Счастье Анны
Шрифт:
— Вы что, пан Дзевановский, рехнулись, черт возьми? Я должен дать вам новое определение любви? Зачем вам это?.. И кто вам сказал, ваша светлость, что я здоров?
— У меня сложилось такое впечатление. Я, разумеется, говорю о психике.
— Чепуха! Человек, вырвавшийся из своей естественной среды, не может быть здоровым. Может быть, вы хотели найти во мне так называемый «крестьянский ум»?.. Ха-ха-ха!.. Вы ошиблись адресом. Он выветрился, а новый я не приобрел.
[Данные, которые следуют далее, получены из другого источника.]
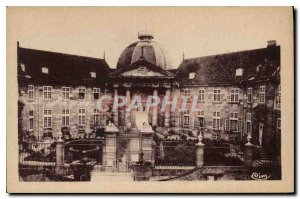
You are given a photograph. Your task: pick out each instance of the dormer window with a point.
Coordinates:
(258, 68)
(192, 75)
(239, 72)
(23, 67)
(93, 74)
(45, 70)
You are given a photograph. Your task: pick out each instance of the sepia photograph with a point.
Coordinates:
(136, 95)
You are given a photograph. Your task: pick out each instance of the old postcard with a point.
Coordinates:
(150, 99)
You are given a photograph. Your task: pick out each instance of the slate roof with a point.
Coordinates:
(221, 69)
(143, 62)
(62, 67)
(147, 48)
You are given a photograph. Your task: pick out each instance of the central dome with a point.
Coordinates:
(144, 48)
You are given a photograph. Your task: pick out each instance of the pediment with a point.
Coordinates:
(142, 71)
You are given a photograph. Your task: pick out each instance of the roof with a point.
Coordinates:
(61, 67)
(146, 48)
(257, 64)
(137, 64)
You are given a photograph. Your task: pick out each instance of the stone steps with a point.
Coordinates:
(110, 176)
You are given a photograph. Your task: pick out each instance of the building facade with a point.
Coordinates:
(237, 94)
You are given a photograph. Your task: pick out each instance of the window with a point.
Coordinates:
(81, 93)
(47, 92)
(65, 117)
(47, 118)
(66, 92)
(217, 95)
(233, 124)
(201, 95)
(30, 122)
(23, 68)
(234, 95)
(96, 116)
(186, 92)
(249, 95)
(93, 74)
(279, 123)
(81, 116)
(279, 97)
(96, 92)
(192, 75)
(45, 70)
(30, 92)
(239, 72)
(186, 118)
(216, 120)
(201, 119)
(248, 123)
(234, 121)
(262, 94)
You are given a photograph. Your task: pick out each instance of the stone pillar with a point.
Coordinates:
(127, 114)
(200, 152)
(167, 113)
(116, 115)
(154, 111)
(60, 154)
(248, 152)
(110, 148)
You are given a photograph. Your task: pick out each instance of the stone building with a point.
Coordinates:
(238, 93)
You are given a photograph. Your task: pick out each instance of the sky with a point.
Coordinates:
(193, 31)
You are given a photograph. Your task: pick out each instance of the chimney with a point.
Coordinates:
(271, 43)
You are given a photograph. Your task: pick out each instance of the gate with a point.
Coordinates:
(93, 149)
(128, 150)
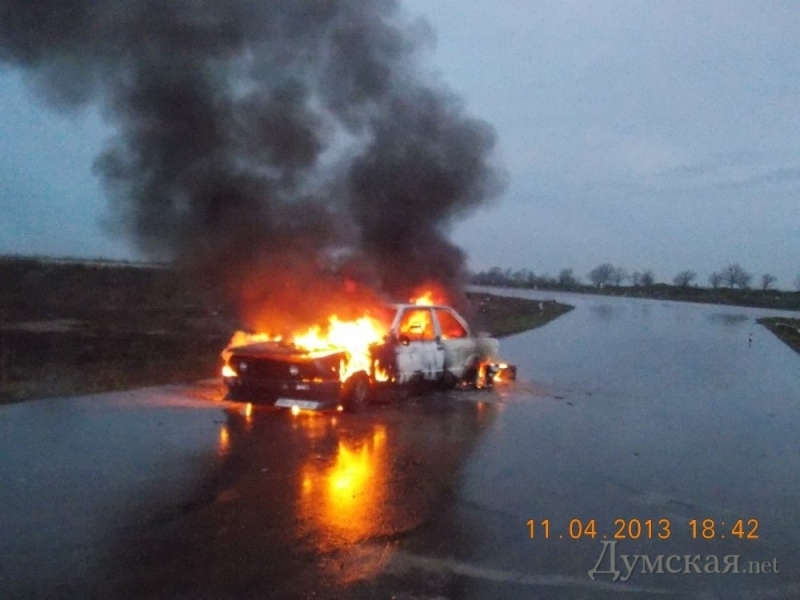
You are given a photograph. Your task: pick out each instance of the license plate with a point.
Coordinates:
(304, 404)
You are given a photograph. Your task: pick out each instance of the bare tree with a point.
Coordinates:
(684, 278)
(602, 274)
(618, 276)
(566, 278)
(736, 276)
(767, 279)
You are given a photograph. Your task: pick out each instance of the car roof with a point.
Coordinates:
(408, 305)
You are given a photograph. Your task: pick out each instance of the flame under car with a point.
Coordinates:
(422, 344)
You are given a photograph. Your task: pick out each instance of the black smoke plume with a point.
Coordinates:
(268, 144)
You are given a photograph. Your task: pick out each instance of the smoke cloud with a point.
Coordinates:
(270, 145)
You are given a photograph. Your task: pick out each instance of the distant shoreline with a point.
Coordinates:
(80, 327)
(771, 299)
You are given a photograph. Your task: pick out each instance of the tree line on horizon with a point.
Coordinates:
(605, 275)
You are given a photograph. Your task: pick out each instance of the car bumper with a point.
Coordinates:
(284, 393)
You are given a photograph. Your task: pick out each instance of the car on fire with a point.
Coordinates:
(425, 345)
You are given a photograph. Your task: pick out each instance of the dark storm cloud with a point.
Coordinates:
(224, 113)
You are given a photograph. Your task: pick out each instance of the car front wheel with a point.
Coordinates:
(356, 393)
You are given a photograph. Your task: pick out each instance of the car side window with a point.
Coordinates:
(449, 325)
(417, 325)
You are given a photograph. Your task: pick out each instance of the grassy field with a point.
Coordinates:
(80, 328)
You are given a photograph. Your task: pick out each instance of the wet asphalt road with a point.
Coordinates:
(639, 410)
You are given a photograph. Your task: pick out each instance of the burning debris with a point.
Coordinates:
(292, 151)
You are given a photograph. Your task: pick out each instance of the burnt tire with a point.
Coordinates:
(357, 393)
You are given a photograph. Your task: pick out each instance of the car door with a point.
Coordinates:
(458, 344)
(419, 353)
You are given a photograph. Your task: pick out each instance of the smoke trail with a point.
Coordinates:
(278, 140)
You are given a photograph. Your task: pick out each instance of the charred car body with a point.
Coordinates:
(424, 345)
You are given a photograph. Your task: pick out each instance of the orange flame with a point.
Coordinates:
(353, 337)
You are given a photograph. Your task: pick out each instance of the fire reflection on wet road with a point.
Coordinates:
(301, 504)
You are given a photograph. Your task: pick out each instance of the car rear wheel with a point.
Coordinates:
(357, 393)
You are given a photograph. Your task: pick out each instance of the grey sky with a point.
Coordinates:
(650, 135)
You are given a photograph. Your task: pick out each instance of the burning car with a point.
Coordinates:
(346, 364)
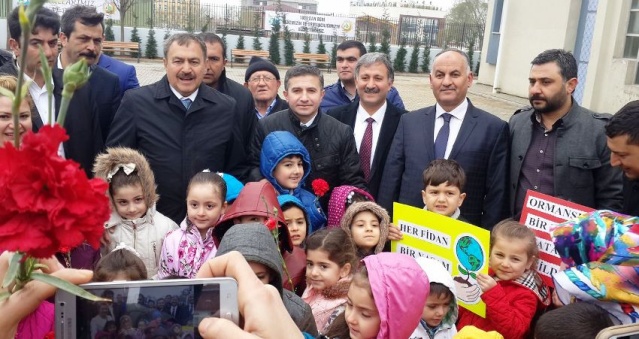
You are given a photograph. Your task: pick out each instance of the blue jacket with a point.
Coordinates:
(125, 72)
(278, 145)
(335, 95)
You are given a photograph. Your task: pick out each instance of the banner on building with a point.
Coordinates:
(539, 213)
(312, 23)
(461, 247)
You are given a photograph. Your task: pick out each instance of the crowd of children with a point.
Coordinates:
(330, 269)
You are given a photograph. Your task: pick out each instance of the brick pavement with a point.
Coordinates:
(413, 88)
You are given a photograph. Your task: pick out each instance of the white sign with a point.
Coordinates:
(319, 24)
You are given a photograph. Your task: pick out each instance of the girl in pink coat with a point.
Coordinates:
(385, 299)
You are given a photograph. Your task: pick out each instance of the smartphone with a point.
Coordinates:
(145, 309)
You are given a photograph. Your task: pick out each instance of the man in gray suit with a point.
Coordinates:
(451, 129)
(558, 147)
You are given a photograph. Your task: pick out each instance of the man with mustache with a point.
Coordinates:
(623, 140)
(82, 33)
(452, 129)
(374, 77)
(558, 147)
(344, 91)
(181, 125)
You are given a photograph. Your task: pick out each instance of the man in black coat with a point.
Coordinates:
(180, 124)
(81, 123)
(215, 78)
(373, 79)
(329, 142)
(622, 134)
(82, 35)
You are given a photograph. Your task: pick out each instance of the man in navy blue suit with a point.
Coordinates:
(126, 73)
(452, 129)
(82, 35)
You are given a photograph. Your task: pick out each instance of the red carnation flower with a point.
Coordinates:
(320, 187)
(48, 202)
(271, 224)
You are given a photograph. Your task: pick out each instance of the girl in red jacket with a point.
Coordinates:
(513, 292)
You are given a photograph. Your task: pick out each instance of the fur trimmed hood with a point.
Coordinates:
(115, 156)
(380, 212)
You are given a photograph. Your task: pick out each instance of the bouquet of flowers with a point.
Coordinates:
(48, 203)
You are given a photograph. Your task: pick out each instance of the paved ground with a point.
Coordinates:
(413, 88)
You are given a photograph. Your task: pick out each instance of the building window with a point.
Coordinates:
(631, 48)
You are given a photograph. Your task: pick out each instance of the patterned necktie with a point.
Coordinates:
(442, 137)
(365, 149)
(186, 102)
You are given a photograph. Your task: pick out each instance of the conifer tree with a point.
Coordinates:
(426, 59)
(413, 66)
(151, 51)
(400, 57)
(274, 43)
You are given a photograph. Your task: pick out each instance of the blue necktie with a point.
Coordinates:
(186, 102)
(442, 137)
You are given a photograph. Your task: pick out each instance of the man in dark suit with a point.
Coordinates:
(126, 73)
(452, 129)
(82, 35)
(215, 78)
(85, 139)
(180, 124)
(622, 133)
(374, 78)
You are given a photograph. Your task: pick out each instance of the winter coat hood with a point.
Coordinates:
(380, 212)
(277, 146)
(398, 285)
(256, 244)
(337, 203)
(436, 272)
(118, 159)
(256, 199)
(287, 199)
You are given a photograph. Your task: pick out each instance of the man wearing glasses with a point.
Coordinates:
(263, 80)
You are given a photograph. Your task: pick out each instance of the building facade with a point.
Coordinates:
(602, 34)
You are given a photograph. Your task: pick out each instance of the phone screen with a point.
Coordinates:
(147, 311)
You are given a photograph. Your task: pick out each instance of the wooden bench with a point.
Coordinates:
(243, 54)
(119, 46)
(317, 59)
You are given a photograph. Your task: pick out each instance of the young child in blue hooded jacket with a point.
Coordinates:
(285, 163)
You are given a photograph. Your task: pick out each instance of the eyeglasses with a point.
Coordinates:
(266, 79)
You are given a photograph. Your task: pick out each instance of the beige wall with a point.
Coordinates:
(530, 28)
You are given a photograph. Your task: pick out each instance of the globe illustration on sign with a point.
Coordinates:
(470, 255)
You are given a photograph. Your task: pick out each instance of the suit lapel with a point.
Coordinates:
(429, 130)
(468, 125)
(386, 135)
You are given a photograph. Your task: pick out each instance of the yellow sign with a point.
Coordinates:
(461, 247)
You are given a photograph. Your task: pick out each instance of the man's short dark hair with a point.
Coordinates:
(564, 59)
(45, 18)
(458, 51)
(183, 39)
(444, 170)
(352, 44)
(213, 38)
(87, 16)
(625, 122)
(301, 70)
(580, 320)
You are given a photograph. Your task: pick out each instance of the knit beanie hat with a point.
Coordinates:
(379, 211)
(258, 64)
(337, 203)
(233, 186)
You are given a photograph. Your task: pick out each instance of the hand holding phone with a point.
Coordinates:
(260, 305)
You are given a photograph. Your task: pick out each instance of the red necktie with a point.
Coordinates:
(365, 149)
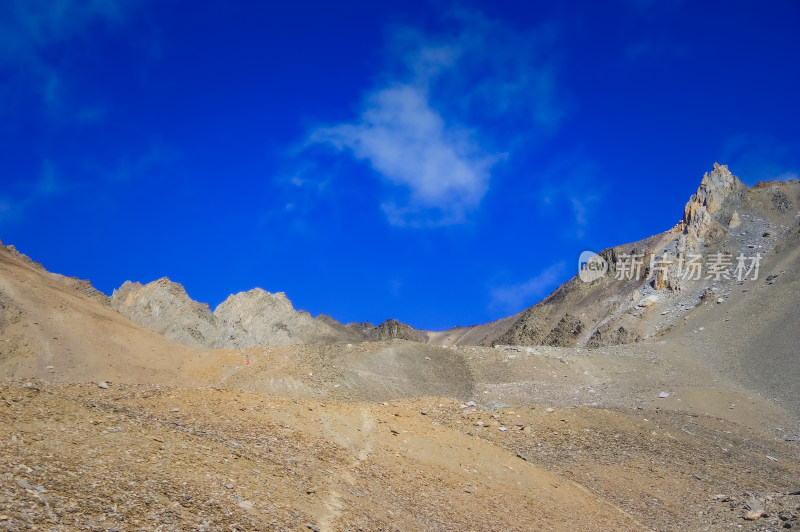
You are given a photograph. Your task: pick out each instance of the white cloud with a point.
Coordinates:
(515, 298)
(13, 207)
(761, 158)
(410, 145)
(30, 29)
(572, 183)
(432, 130)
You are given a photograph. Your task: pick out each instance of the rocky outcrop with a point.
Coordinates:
(716, 189)
(247, 319)
(258, 317)
(650, 285)
(167, 309)
(393, 329)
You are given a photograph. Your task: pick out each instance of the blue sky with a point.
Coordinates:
(439, 163)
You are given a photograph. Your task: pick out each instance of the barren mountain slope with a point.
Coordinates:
(50, 328)
(649, 286)
(693, 427)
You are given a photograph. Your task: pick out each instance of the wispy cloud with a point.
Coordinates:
(572, 184)
(31, 29)
(433, 128)
(516, 297)
(761, 158)
(15, 204)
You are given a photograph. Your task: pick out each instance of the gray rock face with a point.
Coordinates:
(258, 317)
(166, 308)
(246, 319)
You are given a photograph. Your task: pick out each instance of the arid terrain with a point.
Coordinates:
(652, 403)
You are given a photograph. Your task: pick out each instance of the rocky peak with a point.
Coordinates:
(716, 189)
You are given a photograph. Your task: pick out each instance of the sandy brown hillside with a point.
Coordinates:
(649, 286)
(108, 425)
Можно быть хамом, сыном хама, внуком хама, можно сохранить страусовый желудок и стальную волю, но нельзя нормальную психику вынести из хаты и сторожки на паркеты и ковры, в «неабсорбирующее пространство». Нужно расстаться со здоровой нормальной психикой.
— Это смешно, — недовольно ответил Дзевановский, — что вы столько значения придаете классовым предрассудкам.
— Не классовым. Когда-то я верил в существование общественных классов в общественном и социальном значении. Но классов нет. Есть только среда. Да, уважаемый, среда. Уже сам по себе выход из среды патологичен.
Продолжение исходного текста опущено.